You might have seen some of my comics on socials recently, describing my working through taming my inner critic. That work all came about from listening to Clare Bowditch’s excellent Audible Original series Tame your Inner Critic. Extremely helpful, accessible, wonderfully uplifting and funny. People seem to have liked what I’ve drawn…I will keep doing it when I have the energy to.
The very fact that I felt like drawing to express my thoughts and feelings is a huge thing — I felt creative and had the energy to do something with it! I find distilling things into comic form can make them easier to digest, both for me and the reader.
I started drawing in my journal while sitting in a hotel room, looking out over the Hobart waterfront when mum and I went south for a couple of days. I have continued the comics using Procreate on my iPad (I still think that is a terrible, terrible name for an app, but hey, it’s a good app).
The two things that bug me about my drawings is maintaining consistency (as you can see, the main character has one hairstyle in the image above, and a completely different one below) and that I find profiles of heads impossible to draw (almost worse than hands!). Hopefully I shall improve at both.
Anyway, one of the things I drew about this week (above) was fear of returning to work. But I had to do it…the longer I stay away the harder it would be to go back. I need to start using those parts of my brain again, but it’s a Couch to 5K kind of process; I can’t just jump back in at the same pace I was going when I hit the wall back in August. And nor should I want to.

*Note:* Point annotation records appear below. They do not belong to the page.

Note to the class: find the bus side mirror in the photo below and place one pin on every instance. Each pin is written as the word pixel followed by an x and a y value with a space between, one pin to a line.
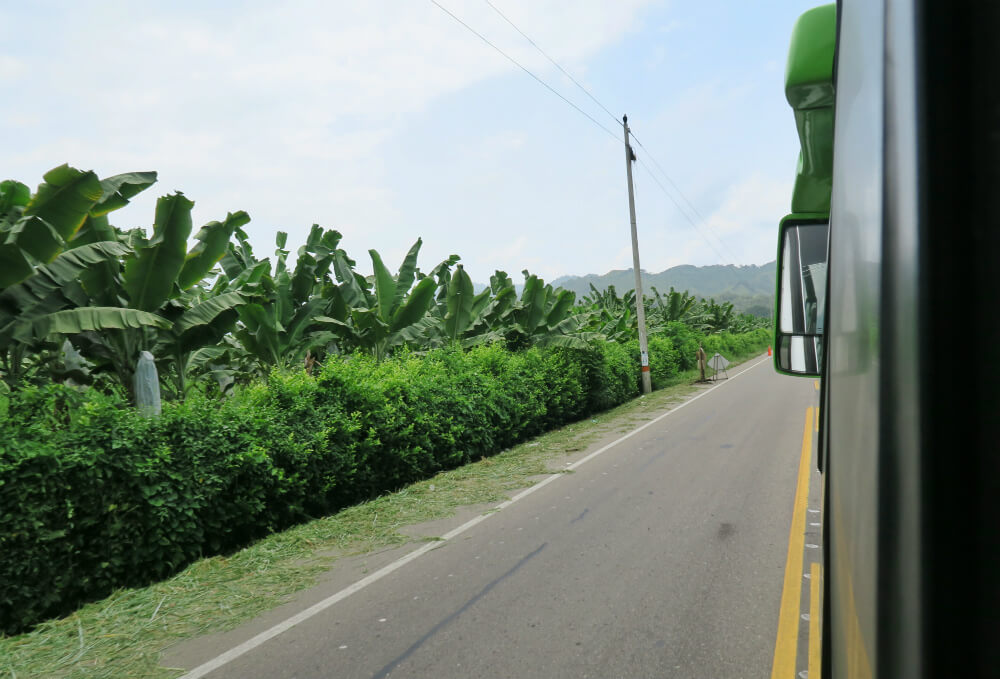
pixel 801 298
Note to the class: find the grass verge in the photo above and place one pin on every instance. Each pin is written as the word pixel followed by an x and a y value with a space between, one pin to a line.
pixel 123 635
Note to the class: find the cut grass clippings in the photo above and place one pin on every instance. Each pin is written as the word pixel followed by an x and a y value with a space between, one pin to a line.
pixel 124 634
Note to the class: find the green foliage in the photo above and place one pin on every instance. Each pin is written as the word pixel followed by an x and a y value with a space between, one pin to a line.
pixel 94 496
pixel 405 375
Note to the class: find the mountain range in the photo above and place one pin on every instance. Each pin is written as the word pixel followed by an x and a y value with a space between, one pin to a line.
pixel 750 288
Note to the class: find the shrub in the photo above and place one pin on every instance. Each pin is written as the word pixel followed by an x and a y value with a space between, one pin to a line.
pixel 94 496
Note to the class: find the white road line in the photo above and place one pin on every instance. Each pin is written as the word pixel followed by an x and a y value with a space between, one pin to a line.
pixel 268 634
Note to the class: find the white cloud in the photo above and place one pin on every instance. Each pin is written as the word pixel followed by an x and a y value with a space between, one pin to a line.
pixel 282 109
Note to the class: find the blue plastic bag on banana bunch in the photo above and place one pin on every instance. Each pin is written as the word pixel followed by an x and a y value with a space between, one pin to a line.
pixel 147 385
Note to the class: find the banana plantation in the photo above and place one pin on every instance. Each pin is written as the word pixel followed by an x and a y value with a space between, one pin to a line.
pixel 290 388
pixel 81 299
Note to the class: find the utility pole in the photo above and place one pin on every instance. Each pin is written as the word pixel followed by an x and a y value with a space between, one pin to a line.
pixel 640 310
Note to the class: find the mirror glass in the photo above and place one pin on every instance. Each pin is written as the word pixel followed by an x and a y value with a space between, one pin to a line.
pixel 802 297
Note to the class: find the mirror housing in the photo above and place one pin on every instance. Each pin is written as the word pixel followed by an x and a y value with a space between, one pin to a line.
pixel 800 295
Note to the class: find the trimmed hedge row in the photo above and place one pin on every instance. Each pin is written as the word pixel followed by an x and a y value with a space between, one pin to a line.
pixel 94 496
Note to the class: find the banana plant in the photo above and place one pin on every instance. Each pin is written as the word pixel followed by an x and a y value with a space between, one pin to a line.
pixel 150 278
pixel 278 325
pixel 671 307
pixel 46 247
pixel 389 317
pixel 546 317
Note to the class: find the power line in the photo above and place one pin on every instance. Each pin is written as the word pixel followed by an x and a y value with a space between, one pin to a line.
pixel 684 198
pixel 681 210
pixel 509 58
pixel 553 62
pixel 516 63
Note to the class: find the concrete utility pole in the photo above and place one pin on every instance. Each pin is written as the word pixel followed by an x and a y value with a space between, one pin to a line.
pixel 640 310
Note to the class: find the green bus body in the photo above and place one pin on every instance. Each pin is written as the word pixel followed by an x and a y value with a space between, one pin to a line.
pixel 898 118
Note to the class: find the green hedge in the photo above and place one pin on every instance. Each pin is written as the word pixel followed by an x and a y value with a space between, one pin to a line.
pixel 94 496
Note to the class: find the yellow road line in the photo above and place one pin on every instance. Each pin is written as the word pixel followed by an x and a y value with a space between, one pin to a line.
pixel 814 617
pixel 786 644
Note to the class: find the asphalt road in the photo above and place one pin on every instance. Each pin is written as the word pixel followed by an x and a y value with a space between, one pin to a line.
pixel 662 557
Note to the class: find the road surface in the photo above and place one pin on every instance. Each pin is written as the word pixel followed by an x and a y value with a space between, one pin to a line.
pixel 663 556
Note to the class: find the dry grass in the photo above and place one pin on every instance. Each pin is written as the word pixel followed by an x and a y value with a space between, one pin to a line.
pixel 122 635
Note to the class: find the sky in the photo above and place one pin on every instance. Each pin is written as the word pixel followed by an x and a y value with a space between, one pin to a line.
pixel 387 120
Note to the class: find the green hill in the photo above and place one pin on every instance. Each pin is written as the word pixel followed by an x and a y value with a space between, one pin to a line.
pixel 750 288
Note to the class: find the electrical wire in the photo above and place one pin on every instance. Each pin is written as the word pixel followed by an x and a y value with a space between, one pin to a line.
pixel 662 188
pixel 681 210
pixel 689 204
pixel 554 62
pixel 516 63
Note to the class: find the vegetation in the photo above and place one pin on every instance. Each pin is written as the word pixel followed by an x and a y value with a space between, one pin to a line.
pixel 291 391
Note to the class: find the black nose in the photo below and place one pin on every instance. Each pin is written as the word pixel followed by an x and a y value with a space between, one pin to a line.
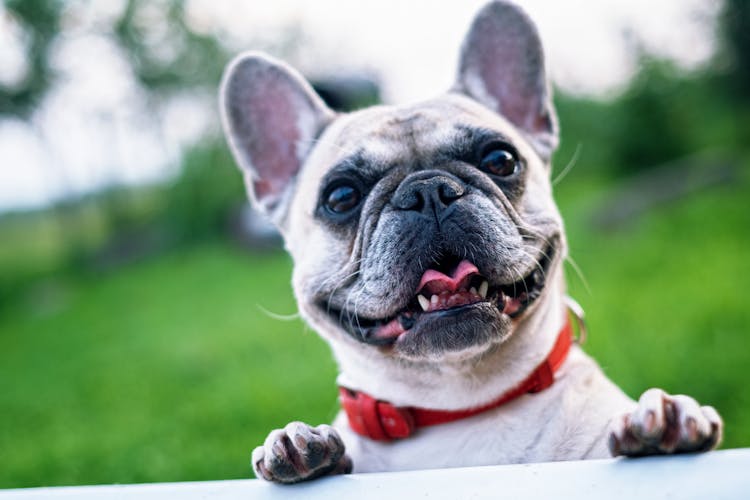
pixel 430 193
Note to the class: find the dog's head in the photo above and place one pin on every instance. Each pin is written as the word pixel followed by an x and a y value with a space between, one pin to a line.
pixel 418 232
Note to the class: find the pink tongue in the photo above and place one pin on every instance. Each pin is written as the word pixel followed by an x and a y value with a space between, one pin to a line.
pixel 435 282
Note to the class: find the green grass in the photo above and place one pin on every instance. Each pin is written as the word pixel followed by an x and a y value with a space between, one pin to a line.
pixel 166 371
pixel 169 370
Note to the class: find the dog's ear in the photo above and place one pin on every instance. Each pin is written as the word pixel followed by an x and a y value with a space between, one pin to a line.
pixel 271 116
pixel 502 67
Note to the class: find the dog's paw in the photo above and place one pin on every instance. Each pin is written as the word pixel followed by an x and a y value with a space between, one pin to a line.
pixel 663 424
pixel 299 452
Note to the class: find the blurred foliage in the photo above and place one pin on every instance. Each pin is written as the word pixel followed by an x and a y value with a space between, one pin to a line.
pixel 40 19
pixel 165 55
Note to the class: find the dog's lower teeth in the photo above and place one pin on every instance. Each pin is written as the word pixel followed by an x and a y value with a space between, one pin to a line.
pixel 423 302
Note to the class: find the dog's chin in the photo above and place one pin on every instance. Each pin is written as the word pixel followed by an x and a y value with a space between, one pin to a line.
pixel 468 319
pixel 459 330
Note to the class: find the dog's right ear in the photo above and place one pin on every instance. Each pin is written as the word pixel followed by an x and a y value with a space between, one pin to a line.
pixel 271 117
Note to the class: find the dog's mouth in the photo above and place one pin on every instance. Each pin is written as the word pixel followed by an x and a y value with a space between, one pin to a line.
pixel 451 287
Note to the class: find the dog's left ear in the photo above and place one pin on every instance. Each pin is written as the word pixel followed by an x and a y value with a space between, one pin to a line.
pixel 502 67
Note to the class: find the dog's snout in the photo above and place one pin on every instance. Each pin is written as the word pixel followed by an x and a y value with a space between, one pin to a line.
pixel 431 194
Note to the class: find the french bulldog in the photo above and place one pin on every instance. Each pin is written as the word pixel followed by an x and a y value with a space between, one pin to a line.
pixel 427 252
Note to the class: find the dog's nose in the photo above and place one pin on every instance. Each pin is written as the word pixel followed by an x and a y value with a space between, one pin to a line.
pixel 428 193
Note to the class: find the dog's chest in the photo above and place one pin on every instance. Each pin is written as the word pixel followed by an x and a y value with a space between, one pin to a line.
pixel 565 422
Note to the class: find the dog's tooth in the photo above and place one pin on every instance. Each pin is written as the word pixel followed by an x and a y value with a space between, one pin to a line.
pixel 483 289
pixel 423 302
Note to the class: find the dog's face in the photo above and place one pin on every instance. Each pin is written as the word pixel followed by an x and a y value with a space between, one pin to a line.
pixel 423 232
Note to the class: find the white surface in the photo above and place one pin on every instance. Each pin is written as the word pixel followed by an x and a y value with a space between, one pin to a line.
pixel 718 475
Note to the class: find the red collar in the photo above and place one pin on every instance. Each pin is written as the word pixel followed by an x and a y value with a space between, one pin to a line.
pixel 382 421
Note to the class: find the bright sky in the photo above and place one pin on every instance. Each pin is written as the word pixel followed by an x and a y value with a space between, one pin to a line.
pixel 95 128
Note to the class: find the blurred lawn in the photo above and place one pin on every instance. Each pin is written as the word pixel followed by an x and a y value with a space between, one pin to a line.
pixel 169 369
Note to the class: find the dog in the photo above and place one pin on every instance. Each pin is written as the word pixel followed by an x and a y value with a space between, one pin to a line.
pixel 427 252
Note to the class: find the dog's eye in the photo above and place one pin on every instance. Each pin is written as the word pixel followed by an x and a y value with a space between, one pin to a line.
pixel 500 161
pixel 342 199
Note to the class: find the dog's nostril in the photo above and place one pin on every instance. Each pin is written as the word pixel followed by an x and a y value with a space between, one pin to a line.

And I have done it! I’m starting off with eight-hour weeks, then gradually increasing the hours as the term goes on. It was scary though, like dipping your toe in a river that is still rushing past at breakneck speed, while trying to remember sensible strategies for not getting swept away by the current.
It was as bloody exhausting as I thought it might be; I did three hours work on Monday and then came home and slept for three hours. Today was exhausting because the day started off with a doctor’s appointment and blood test, followed by work meetings. I’m still finding it hard to find the right words for things and put coherent sentences together, which is challenging. I feel like I get met with blank stares a lot (I probably don’t, but that’s how it feels). But then I got to meet a friend for coffee unexpectedly and that was really encouraging.
The doctor had said to me “You need something that isn’t at work or at home, that is just for Rebecca. What is it?” and I couldn’t think of anything. Pre-COVID it would have been theatre and band, but of course theatre is still inexplicably not happening (because theatres can’t open to a big enough capacity here yet) and band has been on a break. So seeing a friend and not just rushing home to my bed was a positive thing.
Much as my comics don’t have punchlines, neither does this post. But oh, yes that’s what I wanted to say — thank you so much to everyone who has been praying for me/sending me encouragement/thinking of me. This has been a really rough time and as you know I’ve been telling myself all kinds of warped stories, so having you all there has been like having silken strands of spider web floating through the ether that I can latch onto and weave into a supporting structure. That might sound fanciful…it makes sense to me in a kind of Charlotte’s Webby sort of way.